Confidence, Not Cuts, Will Drive 2025

Here’s what I’m watching heading into next year:

  • Rate cuts alone aren’t enough. The September drop didn’t noticeably stimulate demand. Another small cut likely won’t either.

  • Buyers are skittish, not eager. Rate relief doesn’t immediately translate into confidence. People are waiting to see where prices settle.

  • Negotiation skills matter again. Many agents who entered the industry in the past five years haven’t had to navigate balanced conditions — and that inexperience can create even more uncertainty for buyers.

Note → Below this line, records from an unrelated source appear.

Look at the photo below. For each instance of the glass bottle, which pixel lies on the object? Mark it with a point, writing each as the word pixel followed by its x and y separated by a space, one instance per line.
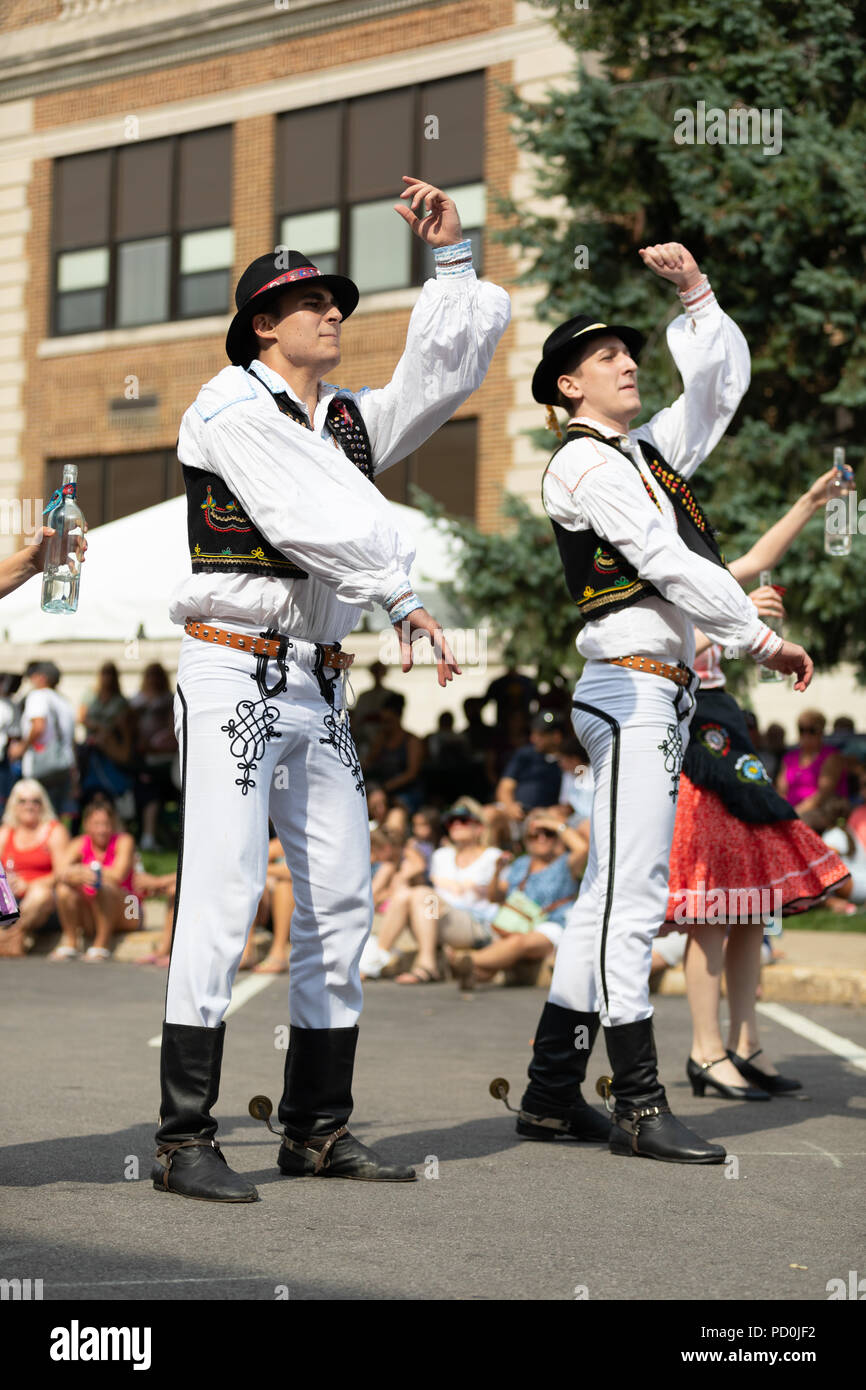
pixel 837 537
pixel 61 574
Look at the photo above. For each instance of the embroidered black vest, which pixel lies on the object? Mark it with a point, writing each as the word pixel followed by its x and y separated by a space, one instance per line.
pixel 599 578
pixel 223 538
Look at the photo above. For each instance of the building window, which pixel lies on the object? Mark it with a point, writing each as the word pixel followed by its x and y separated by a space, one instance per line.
pixel 111 487
pixel 445 467
pixel 142 232
pixel 338 178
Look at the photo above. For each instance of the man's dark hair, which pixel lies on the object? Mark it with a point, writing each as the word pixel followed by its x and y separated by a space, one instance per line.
pixel 569 366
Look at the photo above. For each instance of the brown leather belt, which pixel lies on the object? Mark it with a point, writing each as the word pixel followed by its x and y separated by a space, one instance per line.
pixel 332 656
pixel 679 674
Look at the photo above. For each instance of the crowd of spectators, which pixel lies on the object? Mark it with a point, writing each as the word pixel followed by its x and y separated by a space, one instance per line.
pixel 478 836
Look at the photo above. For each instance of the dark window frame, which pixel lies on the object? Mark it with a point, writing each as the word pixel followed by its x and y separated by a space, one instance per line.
pixel 104 460
pixel 416 266
pixel 175 234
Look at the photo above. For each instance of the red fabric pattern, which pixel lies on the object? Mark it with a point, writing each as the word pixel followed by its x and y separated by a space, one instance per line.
pixel 722 852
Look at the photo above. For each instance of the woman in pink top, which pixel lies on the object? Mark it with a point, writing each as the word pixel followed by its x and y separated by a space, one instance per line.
pixel 812 772
pixel 32 844
pixel 95 886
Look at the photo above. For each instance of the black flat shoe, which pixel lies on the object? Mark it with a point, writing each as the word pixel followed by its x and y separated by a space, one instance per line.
pixel 774 1084
pixel 697 1075
pixel 338 1155
pixel 652 1132
pixel 202 1172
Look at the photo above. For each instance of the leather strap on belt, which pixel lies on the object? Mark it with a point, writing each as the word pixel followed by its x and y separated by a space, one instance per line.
pixel 679 674
pixel 260 645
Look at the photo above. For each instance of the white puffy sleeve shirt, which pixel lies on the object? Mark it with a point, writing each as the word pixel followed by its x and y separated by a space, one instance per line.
pixel 590 485
pixel 306 496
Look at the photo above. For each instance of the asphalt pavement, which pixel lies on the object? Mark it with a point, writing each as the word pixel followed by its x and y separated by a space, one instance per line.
pixel 491 1216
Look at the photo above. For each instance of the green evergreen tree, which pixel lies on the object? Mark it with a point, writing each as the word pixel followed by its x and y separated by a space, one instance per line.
pixel 781 236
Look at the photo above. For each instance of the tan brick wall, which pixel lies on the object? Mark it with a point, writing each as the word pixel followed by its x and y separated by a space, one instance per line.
pixel 67 398
pixel 253 189
pixel 15 14
pixel 373 39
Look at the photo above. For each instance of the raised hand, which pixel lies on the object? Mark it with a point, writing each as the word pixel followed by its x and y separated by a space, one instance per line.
pixel 672 262
pixel 768 601
pixel 441 225
pixel 818 492
pixel 793 660
pixel 421 622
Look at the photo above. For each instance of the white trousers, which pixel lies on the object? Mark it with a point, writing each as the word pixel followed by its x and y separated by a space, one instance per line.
pixel 245 756
pixel 634 727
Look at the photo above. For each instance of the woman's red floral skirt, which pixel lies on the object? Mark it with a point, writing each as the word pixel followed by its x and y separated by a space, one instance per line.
pixel 723 869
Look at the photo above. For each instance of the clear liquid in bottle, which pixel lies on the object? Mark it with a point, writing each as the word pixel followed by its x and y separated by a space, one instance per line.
pixel 837 537
pixel 61 574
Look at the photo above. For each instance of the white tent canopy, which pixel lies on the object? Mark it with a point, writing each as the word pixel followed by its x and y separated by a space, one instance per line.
pixel 134 566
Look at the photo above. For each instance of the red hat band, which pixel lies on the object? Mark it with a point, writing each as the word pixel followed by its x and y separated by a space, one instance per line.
pixel 302 273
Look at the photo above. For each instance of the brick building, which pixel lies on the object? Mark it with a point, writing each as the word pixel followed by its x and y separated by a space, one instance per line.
pixel 150 150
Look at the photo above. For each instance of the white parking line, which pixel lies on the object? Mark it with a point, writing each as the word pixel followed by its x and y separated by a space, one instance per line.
pixel 124 1283
pixel 241 994
pixel 806 1029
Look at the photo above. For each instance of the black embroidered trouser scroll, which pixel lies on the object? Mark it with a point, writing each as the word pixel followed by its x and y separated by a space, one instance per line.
pixel 255 722
pixel 602 962
pixel 273 744
pixel 338 731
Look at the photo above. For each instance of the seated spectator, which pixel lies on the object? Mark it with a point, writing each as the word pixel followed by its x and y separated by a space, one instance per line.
pixel 46 747
pixel 32 845
pixel 533 776
pixel 449 762
pixel 770 748
pixel 10 729
pixel 426 831
pixel 106 754
pixel 812 772
pixel 396 756
pixel 156 748
pixel 496 827
pixel 856 824
pixel 458 906
pixel 837 834
pixel 378 804
pixel 364 716
pixel 95 893
pixel 483 741
pixel 396 819
pixel 396 868
pixel 537 893
pixel 513 694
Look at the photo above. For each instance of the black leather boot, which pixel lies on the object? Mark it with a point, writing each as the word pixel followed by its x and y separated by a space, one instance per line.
pixel 642 1123
pixel 316 1107
pixel 552 1105
pixel 193 1164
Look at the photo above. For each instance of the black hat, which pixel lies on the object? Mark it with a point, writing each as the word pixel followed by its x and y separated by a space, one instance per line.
pixel 562 344
pixel 264 281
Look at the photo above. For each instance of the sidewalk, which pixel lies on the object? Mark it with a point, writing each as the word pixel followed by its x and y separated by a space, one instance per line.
pixel 816 968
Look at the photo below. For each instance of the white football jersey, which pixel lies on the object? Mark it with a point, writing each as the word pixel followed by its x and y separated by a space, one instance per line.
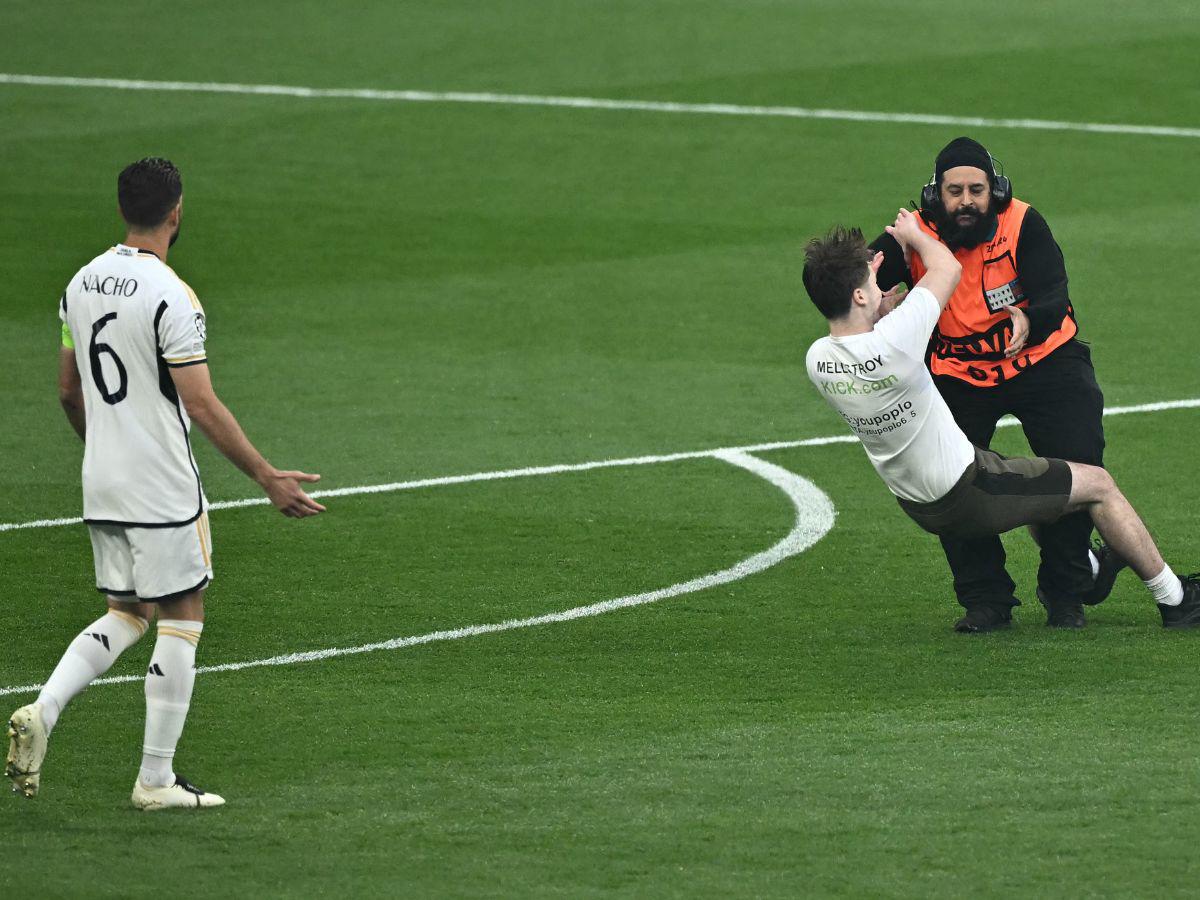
pixel 130 318
pixel 879 383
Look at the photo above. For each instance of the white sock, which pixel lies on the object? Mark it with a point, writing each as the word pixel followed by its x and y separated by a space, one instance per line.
pixel 1167 587
pixel 169 682
pixel 90 655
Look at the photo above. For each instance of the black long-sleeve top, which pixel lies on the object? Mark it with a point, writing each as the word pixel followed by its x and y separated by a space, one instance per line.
pixel 1039 268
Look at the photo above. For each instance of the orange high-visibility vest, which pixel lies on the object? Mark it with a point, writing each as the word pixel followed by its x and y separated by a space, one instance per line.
pixel 975 327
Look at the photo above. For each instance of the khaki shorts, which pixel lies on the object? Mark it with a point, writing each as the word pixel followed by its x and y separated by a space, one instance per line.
pixel 995 495
pixel 153 564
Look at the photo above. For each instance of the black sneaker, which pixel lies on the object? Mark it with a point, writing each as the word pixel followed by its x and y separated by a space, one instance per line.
pixel 1110 565
pixel 984 617
pixel 1062 613
pixel 1186 615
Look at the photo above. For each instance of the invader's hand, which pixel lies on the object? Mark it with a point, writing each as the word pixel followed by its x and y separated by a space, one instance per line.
pixel 905 229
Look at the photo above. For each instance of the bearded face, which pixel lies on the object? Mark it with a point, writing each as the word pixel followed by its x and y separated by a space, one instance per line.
pixel 966 217
pixel 966 227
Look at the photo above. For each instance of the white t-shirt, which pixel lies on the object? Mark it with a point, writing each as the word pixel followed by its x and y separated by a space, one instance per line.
pixel 130 318
pixel 879 382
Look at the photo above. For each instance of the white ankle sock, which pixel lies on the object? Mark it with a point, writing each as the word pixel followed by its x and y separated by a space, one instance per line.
pixel 90 655
pixel 1167 587
pixel 169 682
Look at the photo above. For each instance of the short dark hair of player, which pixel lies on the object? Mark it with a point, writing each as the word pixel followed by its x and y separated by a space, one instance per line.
pixel 834 267
pixel 148 191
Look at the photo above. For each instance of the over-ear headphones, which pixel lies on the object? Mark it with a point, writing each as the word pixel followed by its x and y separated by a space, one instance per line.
pixel 1001 189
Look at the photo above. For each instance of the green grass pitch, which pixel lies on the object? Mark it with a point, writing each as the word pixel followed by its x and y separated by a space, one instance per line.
pixel 406 291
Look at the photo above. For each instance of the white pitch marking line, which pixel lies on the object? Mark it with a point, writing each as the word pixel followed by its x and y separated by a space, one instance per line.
pixel 645 106
pixel 814 517
pixel 585 466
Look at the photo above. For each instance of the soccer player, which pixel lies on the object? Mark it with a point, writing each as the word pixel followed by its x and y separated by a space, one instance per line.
pixel 871 370
pixel 132 376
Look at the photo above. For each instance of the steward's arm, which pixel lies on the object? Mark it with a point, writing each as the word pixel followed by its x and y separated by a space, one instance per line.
pixel 1043 275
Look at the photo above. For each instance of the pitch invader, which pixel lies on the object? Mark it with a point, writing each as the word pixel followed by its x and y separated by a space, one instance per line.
pixel 133 376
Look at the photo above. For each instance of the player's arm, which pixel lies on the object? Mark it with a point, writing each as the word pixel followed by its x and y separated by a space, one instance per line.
pixel 71 391
pixel 195 387
pixel 942 269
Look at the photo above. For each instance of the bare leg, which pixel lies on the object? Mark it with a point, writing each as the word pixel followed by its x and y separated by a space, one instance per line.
pixel 1119 523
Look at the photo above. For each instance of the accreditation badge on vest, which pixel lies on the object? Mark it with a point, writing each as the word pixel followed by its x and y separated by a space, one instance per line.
pixel 1001 287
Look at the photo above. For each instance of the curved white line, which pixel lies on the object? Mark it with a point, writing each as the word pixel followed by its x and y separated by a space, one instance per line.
pixel 814 517
pixel 645 106
pixel 1007 421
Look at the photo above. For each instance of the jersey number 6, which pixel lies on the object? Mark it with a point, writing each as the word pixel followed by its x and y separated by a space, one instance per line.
pixel 94 349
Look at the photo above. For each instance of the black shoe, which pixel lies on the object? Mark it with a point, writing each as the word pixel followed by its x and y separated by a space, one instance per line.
pixel 984 617
pixel 1186 615
pixel 1062 613
pixel 1110 565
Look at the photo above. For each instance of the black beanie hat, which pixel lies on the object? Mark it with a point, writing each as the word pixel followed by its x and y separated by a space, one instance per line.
pixel 963 151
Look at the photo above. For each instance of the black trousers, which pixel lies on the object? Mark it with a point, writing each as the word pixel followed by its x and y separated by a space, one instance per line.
pixel 1061 409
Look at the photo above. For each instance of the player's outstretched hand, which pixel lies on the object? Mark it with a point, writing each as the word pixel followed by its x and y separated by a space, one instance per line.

  • Halifax remains resilient. Our economy — anchored by universities, the Navy, tourism, and tech — helps insulate us from national volatility.

Prices aren’t expected to rise sharply, but they’re not likely to fall either. Halifax is transitioning back to a healthier, more sustainable market, with pre-pandemic inventory levels last seen in April 2020.


Looking Ahead: The Real Test Will Be Spring

Historically, Halifax’s activity peaks in May and June, when both sales and prices climb.
If the Bank of Canada holds or trims rates again before then, I expect we’ll feel the effect next spring — when the market’s psychology shifts from “wait and see” to “everyone’s buying and I want to buy too.”

“If rates are low by March, April, May — that’s when I think we’ll really see the impact,” I told MacFarlane.

Until then, we’re in a steady, watchful market — one that rewards informed buyers, patient sellers, and strong negotiation on both sides.


Closing Thought

Rate cuts may dominate the headlines, but Halifax’s story is one of resilience and realism. While other regions wrestle with affordability or job insecurity, our market continues to evolve on its own terms — steady, cautious, and quietly confident.